Collections in WHG are sets of datasets. Registered users can link public datasets they own (or co-own), for purposes of presentation and filtering of searches. In our next release, it will be possible to create collections from individual records or groups of records by several means.
Creators of gazetteers for a particular region and period are increasingly interested in linking their data with projects that have overlapping spatial and/or temporal coverage. Loosely joining datasets in the WHG platform can potentially generate rich "focus regions," within the platform, effectively combining the efforts of numerous specialized projects.
For example, the Humanities Cluster of the Royal Dutch Academies (KNAW HuC) has begun developing the "Dutch History" collection, which will ultimately link a few dozen datasets of settlements and administrative areas in historically Dutch territories around the globe.

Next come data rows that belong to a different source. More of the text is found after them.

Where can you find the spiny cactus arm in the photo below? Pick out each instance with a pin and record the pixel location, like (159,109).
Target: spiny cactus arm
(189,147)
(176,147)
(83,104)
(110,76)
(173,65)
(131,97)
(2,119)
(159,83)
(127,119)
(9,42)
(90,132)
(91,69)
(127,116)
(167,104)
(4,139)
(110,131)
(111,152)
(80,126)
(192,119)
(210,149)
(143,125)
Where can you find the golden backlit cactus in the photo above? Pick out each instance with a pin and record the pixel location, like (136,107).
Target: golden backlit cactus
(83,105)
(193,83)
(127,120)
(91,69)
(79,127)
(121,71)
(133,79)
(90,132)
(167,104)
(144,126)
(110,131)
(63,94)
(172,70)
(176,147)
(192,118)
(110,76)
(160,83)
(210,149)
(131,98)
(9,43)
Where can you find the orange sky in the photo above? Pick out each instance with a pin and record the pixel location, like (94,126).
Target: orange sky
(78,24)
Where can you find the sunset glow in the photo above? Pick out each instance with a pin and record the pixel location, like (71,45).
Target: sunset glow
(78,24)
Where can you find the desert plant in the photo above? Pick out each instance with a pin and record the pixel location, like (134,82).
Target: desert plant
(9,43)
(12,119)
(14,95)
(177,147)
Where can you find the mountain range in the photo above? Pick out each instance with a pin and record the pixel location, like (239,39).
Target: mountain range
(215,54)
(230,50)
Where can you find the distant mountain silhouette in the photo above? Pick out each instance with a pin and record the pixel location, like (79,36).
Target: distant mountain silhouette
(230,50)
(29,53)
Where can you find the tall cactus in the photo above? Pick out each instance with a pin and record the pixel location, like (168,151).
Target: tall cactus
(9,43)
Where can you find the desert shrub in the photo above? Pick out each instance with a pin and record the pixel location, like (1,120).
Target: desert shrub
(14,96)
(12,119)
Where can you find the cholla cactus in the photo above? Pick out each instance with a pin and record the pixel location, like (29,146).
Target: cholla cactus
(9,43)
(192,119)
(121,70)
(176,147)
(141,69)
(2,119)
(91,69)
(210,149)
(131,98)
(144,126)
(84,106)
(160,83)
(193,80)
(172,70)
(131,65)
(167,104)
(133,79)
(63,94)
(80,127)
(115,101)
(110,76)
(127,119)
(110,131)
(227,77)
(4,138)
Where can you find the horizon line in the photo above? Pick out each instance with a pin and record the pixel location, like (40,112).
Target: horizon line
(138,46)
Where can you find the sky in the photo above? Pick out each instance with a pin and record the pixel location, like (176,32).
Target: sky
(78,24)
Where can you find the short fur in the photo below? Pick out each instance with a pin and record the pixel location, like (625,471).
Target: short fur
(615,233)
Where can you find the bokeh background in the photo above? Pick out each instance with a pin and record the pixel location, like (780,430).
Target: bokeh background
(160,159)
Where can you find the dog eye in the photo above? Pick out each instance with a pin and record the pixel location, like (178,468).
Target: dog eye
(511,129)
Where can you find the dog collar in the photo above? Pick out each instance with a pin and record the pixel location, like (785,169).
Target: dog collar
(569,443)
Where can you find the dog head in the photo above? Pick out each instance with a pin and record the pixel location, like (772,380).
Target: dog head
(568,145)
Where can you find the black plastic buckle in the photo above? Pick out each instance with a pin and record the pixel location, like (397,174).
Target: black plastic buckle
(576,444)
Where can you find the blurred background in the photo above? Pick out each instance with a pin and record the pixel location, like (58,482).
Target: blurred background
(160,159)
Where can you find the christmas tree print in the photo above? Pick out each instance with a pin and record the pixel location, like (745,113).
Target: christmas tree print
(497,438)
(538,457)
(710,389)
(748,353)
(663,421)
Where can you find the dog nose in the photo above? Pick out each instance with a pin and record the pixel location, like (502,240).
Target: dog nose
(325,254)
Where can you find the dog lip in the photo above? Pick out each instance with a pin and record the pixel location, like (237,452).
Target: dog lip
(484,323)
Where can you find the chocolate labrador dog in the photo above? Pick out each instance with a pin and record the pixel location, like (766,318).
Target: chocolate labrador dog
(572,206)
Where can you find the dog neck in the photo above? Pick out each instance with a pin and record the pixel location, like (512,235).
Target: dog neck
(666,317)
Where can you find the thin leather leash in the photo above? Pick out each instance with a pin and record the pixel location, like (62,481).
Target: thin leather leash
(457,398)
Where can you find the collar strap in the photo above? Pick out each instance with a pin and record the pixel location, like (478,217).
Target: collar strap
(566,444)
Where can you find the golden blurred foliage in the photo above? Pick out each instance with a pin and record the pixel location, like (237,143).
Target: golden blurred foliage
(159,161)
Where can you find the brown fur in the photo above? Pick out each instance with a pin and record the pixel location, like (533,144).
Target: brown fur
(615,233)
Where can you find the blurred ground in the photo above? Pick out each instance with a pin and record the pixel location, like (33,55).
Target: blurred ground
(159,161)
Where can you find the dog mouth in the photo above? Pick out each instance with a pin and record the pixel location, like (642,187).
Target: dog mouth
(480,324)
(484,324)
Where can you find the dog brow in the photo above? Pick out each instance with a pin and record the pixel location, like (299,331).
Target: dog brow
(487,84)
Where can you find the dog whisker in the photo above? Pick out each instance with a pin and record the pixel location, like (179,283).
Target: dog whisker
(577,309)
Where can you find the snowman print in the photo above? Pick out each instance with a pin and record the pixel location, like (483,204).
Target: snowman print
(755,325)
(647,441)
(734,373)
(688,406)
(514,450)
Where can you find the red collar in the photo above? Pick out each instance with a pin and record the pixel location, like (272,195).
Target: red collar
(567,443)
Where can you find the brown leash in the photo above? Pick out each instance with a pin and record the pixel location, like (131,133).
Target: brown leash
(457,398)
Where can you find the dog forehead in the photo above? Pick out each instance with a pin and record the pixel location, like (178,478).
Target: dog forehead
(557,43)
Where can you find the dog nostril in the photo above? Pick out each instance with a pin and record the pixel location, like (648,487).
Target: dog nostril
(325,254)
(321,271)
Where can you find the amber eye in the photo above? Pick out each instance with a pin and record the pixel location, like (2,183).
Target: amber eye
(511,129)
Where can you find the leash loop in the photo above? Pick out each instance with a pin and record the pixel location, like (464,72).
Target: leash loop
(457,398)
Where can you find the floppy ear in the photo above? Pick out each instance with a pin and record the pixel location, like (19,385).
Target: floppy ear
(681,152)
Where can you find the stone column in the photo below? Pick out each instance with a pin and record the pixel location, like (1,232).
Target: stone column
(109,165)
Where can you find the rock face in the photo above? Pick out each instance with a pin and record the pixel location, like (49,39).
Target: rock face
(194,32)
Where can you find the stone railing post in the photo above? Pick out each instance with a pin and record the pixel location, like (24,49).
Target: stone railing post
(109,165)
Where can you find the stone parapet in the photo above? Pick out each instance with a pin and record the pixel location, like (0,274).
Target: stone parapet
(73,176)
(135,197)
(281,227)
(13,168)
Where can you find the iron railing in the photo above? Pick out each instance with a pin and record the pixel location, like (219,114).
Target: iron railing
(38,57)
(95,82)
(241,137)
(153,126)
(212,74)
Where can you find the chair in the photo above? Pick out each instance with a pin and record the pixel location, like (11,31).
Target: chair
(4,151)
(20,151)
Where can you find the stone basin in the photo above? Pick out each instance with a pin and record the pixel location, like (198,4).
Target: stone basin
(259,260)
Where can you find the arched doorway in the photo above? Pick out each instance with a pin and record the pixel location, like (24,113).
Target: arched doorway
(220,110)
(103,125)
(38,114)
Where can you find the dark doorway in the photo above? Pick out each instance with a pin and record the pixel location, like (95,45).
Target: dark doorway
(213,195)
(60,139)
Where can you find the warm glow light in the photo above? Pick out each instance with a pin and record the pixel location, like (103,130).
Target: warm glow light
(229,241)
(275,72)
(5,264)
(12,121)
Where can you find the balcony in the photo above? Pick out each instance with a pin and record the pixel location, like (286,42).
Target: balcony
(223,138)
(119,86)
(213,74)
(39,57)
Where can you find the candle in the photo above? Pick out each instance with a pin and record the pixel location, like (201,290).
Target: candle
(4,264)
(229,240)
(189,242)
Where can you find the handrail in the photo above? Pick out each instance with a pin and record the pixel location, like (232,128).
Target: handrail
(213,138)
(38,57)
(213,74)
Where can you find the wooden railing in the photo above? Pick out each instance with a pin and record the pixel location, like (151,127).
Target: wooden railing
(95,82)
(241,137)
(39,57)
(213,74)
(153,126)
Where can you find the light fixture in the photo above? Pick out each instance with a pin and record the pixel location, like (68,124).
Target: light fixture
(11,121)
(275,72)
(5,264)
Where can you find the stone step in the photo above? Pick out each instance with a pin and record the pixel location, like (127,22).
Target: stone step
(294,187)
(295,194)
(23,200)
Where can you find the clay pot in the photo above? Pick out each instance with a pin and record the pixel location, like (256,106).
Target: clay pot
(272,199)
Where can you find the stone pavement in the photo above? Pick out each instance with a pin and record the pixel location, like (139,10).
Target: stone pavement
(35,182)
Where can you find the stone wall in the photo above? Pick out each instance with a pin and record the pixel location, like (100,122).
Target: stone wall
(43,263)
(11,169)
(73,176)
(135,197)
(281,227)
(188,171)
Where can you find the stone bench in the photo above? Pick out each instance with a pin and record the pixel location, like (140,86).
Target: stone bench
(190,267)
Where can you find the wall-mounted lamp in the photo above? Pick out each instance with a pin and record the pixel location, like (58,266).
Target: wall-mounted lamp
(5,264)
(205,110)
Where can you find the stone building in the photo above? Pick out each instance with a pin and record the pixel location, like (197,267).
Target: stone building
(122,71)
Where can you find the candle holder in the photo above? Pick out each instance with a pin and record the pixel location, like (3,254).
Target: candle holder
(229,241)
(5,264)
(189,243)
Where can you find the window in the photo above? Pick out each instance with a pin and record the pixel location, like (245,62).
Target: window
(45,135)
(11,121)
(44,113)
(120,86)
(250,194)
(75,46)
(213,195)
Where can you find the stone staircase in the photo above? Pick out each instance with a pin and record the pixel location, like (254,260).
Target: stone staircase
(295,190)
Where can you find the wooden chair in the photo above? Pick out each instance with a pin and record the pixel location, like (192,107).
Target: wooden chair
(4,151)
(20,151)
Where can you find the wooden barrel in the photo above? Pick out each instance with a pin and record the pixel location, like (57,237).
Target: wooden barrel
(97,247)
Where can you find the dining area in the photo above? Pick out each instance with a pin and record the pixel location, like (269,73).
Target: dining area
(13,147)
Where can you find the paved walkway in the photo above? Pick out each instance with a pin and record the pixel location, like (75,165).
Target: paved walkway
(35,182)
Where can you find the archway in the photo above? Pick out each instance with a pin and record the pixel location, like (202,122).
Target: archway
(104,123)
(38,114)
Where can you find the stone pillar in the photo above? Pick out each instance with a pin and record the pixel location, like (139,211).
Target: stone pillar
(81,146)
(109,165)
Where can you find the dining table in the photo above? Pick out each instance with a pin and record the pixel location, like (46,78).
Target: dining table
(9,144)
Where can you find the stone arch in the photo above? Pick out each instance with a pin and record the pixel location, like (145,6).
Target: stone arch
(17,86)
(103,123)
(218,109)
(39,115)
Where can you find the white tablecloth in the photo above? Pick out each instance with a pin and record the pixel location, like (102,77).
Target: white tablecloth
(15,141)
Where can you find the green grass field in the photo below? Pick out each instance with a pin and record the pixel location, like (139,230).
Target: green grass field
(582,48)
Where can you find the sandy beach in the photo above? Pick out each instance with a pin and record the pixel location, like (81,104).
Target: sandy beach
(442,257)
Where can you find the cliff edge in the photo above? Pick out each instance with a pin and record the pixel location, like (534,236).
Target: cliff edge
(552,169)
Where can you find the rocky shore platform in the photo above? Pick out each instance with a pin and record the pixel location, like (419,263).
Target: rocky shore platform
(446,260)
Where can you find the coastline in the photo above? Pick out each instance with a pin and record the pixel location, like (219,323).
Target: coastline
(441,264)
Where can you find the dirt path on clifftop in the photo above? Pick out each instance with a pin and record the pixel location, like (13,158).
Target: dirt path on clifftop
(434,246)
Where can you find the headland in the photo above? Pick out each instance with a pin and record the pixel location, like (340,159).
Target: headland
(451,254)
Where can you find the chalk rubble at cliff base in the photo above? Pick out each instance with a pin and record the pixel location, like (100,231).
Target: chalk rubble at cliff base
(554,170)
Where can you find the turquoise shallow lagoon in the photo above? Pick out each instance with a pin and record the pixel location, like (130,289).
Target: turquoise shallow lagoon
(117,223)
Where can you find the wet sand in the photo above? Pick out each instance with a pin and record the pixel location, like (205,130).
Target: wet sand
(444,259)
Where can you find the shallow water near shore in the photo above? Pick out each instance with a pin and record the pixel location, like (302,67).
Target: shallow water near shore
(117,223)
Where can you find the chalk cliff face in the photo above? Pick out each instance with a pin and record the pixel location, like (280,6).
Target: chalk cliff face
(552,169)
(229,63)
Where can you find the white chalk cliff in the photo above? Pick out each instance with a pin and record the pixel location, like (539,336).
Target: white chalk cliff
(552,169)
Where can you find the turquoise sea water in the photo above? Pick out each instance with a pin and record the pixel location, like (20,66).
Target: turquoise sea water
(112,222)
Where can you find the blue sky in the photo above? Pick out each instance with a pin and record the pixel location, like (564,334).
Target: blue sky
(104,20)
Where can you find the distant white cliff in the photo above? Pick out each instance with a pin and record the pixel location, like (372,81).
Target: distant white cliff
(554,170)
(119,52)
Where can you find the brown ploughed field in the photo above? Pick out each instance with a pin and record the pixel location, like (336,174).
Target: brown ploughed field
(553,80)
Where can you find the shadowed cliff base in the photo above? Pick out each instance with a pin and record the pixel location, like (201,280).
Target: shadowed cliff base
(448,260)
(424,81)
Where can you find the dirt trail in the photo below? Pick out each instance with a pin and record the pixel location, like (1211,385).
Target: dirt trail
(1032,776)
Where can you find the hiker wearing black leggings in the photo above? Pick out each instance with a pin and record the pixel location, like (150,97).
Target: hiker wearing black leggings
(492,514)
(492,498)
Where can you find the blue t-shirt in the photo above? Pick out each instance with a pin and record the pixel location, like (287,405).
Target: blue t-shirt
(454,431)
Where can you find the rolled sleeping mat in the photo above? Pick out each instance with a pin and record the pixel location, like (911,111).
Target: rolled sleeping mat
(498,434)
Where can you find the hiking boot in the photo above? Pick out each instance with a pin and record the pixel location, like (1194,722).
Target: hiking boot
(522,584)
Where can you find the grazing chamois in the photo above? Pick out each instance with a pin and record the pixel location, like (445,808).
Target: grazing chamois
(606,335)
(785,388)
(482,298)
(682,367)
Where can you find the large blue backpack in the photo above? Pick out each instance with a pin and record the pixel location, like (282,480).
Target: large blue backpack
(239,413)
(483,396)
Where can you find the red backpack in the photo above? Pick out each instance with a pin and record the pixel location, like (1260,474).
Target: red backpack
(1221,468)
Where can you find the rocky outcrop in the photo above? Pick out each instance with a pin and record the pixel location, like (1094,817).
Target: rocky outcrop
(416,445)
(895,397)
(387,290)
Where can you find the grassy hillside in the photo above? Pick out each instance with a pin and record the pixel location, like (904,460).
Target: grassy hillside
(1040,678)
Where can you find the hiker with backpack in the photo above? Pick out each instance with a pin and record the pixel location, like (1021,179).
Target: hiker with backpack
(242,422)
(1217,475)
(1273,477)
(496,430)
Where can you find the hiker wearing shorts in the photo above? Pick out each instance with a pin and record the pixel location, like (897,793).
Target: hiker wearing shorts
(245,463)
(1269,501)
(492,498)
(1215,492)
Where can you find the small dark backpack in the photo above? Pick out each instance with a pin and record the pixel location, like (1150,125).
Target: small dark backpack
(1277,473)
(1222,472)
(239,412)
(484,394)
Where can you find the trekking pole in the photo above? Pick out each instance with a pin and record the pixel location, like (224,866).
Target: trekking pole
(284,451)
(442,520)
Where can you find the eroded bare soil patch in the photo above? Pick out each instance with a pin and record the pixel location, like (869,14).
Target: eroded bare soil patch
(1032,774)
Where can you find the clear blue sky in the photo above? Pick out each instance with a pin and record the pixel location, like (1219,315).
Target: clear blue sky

Preliminary discussion have begin on several similar efforts, including for Colonial and pre-Colonial Latin America (LatAm), the Middle East, the Ottoman Empire, Central Eurasia, Early Modern Europe, and the geography of the Atlantic slave trade.
Collections can also be used to link datasets from a single contributor, as Werner Stangl has done with two datasets from his HGIS de las Indias project WHG collection]; [project site]. One dataset contains around 13,000 settlements (lugares), the other around 900 political and religious administrative areas (territorios) they lay within— with their 3,000+ spatial extents that changed over time.
Collections are created by listing two or more existing public datasets in a new Collection record, and describing it briefly in a short metadata form.
Collections are an important new feature in WHG, and we have only just begun implementing examples demonstrating their use and value. Two so far are the "focus regions" mentioned above and teaching applications.